What a wonderful world!って笑いたい (3・完)

・・・と言いつつ、自分の周辺、半径何メートルかの狭い世界で偏狭になりそうなことはある。たとえば私は「○○(子どもの名前)ママ」系のHNを使っているママさんを見ると、その瞬間、ちょっと、引く。TwitterやLINEのアイコンを、子どもの写真にしてる人にも、第一印象では、ちょっと、「うーん」と思う。ある種の「育児ブログ」も苦手。まあ、このブログだって、見ようによっては立派にその類なのかもしれないけど。

Twitterで「○○ママ」系のHN見るたびに、「 「藤原道綱母かよ!」って思う」ってツイートが秀逸で笑っちゃったんだけども、これって、なかなかに深い問題を孕んでいるようには思う。藤原道綱母(『蜻蛉日記』)にせよ、菅原孝標女(『更級日記』)にしろ、息子や父の名前しか残っていない。紫式部清少納言だって、通称だ。「古代や中世では、皇族でもない限り女性の本名は史料に残りにくいものだった」と聞けば、特段フェミニストでなくとも、現代の感覚では「なんかイヤだな、変だな」って感じる人は多いと思う。けれど一方で、現代でも自分を「○○ちゃんのママ」であると称し、「誰かのママ」として自己の存在を表明し満足している女性は少なくない。

私が「○○ママ」を苦手なのも、そういうところだ。「○○ママ」や、子どもの写真をアイコンにしている人は、「○○ママ(○○パパ)」ではない人(たとえば子どものいない人)の存在を始めから考慮していない気がする。「この世界“だけ”の住人です」という線がクッキリ引かれているというか。思いきり「サクちゃんママ」であるはずの私なのに、なぜか「私なんてお呼びでないのね…」なんて思っちゃう。好きな芸能人とか、アニメのキャラとかをアイコンにしているのはあまり気にならないのに、子どもの写真だと引いてしまうこの気持ちは、考察すれば確かな理由があると思うのだが、それはまあ、今は、おいとくとして。

まあ、「○○ママ」にとっては、幼子をもちながら、大河とかスポーツとかドラマとかうつつを抜かし、酔っぱらうまでお酒を飲んだりしてる私のような母親が、理解しがたい存在なのだろうな、とも思う。つまりお互い様なんだよな、と。

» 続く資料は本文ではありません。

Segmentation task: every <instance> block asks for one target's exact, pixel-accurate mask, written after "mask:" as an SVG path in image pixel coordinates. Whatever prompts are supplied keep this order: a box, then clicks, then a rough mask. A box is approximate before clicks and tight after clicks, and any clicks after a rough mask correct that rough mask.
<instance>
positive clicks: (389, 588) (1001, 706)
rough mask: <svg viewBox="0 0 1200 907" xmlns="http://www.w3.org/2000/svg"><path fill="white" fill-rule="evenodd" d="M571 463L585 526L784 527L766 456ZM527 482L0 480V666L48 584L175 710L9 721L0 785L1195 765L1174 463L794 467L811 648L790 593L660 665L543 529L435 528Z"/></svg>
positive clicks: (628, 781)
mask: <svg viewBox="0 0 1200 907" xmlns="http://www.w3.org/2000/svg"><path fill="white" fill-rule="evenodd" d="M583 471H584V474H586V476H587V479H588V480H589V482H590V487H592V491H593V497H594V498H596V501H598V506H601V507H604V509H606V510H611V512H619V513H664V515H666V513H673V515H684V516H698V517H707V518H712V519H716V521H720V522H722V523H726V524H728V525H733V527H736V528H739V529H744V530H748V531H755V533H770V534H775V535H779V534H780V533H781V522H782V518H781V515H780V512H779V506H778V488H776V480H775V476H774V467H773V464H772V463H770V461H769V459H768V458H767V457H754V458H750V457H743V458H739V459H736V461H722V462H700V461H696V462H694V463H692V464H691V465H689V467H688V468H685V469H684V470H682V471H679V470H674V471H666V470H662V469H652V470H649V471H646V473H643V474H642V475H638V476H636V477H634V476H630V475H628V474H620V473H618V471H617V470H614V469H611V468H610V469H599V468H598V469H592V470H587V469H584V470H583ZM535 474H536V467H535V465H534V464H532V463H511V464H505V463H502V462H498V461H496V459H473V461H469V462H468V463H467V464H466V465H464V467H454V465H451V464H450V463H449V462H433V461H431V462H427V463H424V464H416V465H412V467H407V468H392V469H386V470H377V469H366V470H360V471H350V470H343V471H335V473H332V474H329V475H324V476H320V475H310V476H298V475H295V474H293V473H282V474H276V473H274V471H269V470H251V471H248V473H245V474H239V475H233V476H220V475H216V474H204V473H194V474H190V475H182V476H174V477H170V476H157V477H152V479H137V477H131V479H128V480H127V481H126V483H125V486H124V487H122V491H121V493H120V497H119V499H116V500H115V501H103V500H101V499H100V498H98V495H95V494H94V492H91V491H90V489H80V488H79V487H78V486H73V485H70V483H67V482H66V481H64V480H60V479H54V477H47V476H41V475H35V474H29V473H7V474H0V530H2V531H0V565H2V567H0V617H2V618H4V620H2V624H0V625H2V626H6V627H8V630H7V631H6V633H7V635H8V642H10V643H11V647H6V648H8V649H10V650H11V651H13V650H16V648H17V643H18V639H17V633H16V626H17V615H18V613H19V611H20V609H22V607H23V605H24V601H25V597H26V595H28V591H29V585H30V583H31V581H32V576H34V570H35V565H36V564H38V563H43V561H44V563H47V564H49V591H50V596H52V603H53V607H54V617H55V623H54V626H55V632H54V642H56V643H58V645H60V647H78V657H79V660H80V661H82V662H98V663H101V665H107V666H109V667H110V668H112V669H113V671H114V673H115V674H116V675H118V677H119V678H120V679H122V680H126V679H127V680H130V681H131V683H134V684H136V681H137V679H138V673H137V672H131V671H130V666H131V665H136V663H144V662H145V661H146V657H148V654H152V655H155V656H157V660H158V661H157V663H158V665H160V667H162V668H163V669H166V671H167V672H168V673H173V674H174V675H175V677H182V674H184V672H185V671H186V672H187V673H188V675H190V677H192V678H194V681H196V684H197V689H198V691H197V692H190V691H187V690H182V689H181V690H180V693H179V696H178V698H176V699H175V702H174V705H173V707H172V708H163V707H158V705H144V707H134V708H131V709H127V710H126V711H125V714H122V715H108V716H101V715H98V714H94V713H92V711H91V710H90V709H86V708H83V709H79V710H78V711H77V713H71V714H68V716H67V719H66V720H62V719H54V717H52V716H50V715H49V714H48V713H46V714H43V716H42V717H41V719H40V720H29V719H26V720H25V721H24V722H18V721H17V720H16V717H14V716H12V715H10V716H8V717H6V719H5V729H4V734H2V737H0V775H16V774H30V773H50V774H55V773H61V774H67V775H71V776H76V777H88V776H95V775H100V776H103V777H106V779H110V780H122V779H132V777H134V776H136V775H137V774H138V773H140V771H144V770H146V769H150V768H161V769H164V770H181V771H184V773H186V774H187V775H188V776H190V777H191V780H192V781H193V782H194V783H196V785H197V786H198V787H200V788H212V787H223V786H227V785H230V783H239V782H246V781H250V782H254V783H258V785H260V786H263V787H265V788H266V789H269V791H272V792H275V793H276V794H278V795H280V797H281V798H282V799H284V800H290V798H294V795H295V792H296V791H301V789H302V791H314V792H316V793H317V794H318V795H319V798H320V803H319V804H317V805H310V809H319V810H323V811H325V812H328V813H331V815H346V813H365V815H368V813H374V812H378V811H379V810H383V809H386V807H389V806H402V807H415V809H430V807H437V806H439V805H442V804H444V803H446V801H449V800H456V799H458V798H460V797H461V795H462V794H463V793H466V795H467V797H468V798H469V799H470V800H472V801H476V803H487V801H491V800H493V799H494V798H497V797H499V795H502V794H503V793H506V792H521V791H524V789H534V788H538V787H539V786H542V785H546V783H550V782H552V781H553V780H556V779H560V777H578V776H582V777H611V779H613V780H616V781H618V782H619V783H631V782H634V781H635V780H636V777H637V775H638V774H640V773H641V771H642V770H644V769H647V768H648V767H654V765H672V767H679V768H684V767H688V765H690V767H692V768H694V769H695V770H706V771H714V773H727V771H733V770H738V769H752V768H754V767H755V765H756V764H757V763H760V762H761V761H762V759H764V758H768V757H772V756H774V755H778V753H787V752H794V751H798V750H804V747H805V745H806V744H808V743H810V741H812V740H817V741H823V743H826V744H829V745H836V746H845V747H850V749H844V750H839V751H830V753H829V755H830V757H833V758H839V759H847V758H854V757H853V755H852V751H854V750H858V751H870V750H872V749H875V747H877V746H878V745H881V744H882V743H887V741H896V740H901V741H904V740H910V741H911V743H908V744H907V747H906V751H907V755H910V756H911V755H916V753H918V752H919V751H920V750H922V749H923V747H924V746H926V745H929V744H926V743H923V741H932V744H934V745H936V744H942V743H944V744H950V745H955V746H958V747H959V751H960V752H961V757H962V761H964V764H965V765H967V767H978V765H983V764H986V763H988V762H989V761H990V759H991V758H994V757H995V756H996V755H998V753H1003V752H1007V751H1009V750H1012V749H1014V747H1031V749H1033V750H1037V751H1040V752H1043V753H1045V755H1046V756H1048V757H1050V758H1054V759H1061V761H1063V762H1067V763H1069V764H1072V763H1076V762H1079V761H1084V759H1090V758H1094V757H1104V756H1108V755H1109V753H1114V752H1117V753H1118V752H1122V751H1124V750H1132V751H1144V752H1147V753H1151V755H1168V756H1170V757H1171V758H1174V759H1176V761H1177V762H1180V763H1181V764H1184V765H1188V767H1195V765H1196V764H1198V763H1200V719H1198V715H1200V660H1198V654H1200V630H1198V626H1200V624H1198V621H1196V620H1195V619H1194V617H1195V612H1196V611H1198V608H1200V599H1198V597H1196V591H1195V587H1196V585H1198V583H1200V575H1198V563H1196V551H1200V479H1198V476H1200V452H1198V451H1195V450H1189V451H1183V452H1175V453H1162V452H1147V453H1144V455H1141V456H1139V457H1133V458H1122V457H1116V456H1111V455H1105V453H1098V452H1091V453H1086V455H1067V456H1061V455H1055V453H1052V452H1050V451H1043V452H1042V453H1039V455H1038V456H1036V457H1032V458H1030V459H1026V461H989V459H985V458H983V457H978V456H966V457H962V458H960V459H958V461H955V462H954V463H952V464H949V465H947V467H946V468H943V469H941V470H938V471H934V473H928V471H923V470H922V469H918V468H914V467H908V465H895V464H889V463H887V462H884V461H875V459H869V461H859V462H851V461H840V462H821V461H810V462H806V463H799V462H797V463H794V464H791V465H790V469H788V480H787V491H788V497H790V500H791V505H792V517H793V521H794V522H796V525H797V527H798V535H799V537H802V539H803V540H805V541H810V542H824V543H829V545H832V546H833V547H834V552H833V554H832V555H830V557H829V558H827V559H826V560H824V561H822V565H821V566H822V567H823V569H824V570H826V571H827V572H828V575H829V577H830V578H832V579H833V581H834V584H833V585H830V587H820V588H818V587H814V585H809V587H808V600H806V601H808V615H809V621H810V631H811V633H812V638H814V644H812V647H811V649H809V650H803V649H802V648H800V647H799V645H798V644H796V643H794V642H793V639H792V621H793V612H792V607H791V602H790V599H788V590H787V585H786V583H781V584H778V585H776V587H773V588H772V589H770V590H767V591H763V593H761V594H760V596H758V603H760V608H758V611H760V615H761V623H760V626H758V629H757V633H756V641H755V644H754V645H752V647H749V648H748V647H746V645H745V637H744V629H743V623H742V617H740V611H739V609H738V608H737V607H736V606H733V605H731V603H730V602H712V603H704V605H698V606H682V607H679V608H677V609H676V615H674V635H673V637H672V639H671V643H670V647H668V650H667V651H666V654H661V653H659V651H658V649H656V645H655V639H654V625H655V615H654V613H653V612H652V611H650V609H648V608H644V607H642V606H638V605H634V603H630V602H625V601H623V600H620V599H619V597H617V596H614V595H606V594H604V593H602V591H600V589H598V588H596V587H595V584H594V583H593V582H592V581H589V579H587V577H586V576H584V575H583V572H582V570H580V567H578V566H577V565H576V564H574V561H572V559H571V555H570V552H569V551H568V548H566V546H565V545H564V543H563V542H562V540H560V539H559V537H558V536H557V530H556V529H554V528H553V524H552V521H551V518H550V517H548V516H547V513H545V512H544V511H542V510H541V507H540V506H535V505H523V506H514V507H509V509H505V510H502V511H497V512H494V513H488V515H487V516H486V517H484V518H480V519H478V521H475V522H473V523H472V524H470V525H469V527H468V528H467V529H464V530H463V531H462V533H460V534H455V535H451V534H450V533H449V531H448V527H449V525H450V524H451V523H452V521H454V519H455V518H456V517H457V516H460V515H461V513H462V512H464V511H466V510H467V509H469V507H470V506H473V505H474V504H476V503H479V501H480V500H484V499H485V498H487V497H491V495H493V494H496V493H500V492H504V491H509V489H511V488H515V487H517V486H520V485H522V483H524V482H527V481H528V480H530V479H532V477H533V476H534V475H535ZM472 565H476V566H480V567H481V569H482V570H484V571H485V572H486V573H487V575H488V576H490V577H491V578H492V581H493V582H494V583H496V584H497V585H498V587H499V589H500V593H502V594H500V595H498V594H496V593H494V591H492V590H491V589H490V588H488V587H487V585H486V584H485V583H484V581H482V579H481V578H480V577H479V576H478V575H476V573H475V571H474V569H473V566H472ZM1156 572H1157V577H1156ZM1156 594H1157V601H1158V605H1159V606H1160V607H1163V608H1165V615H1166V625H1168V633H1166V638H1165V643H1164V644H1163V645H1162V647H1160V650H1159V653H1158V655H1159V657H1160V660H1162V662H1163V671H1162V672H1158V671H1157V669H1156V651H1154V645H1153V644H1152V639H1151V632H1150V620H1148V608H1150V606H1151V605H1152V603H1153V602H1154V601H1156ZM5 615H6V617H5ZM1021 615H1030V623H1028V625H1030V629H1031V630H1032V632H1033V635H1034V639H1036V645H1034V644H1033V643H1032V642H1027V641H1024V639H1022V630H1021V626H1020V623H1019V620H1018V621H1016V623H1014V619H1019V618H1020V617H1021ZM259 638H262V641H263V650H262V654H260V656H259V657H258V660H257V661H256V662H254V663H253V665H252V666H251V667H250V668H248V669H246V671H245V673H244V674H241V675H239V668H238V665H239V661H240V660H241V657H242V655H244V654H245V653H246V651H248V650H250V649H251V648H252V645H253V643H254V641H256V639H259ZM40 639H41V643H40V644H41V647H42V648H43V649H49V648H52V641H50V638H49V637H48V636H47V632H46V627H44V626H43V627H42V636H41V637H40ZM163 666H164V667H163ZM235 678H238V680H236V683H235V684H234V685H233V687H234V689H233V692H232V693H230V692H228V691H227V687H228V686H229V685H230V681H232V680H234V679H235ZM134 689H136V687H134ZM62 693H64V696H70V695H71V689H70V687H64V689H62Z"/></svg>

無理に苦手な人と親しく付き合う必要はない。私は博愛主義者でもなんでもない。でも、「○○ママ」なるものを忌避し、時には否定すらしたくなるこの心が、劣等感にせよ、劣等感の裏返しである優越感にせよ、とにかく「自分との差異を感じること」が源にあるのだろうと思うとき、世の中に多様性への寛容を求めることの難しさを思う。やっぱり、自分と違うものに対して、人(というか私のような小人物)は、そうそう寛容にはなれない。むしろナーバスになるものなのだ。

といっても、育児サークルみたいな場所に行くと、私とはかなり属性が違うなようなお母さん方とも別に抵抗なく話せるし、楽しいなあと思うんだよね。十何人もいれば、「○○ママ」なHNでブログやってる人も何人かはいるだろうし、同様に、大河オタクが一人ぐらい紛れ込んでても不思議はないよな、とも思う(笑)。実際に顔が見えて話もできれば、「○○ママ」という性質だって(大河オタという性質だって笑)、その人を構成する要素の一つでしかないんだな、と思えて、すがすがしい気持ちになる。

部活とか、バイト先とか、会社とか。思えば昔から、全然共通点のないようなバラッバラの人々がわらわらと集まって、ひとつところで活動している、という場所が、私は好きだった。そこではちょくちょく軋轢も起こるが、なんとなく、「しょーがねーな」って感じで共存しあっている、自分もまたその中にいる、という。同じクラスにいても絶対友だちにならないような人と、ふいに親しく話して、その素顔が覗けたり、あまりにも新鮮な視点が得られたりする。似たような人たちばかりが集まって、仲良く、ぬるくやっているのより、よっぽど面白いのだ。理念ではなく、ごく自然に、しかも具体的に多様性を肯定できる。

自分と違うから、否定したくなる。

自分と違うことが、面白いと思える。

両者の間に横たわるもの。前者は自分の家にいて窓から外の様子を見ている。後者は家からすっかり出てしまっている。そんな感じかな。外の空気が意外に心地よかったりするんだよね。風にあたりたい。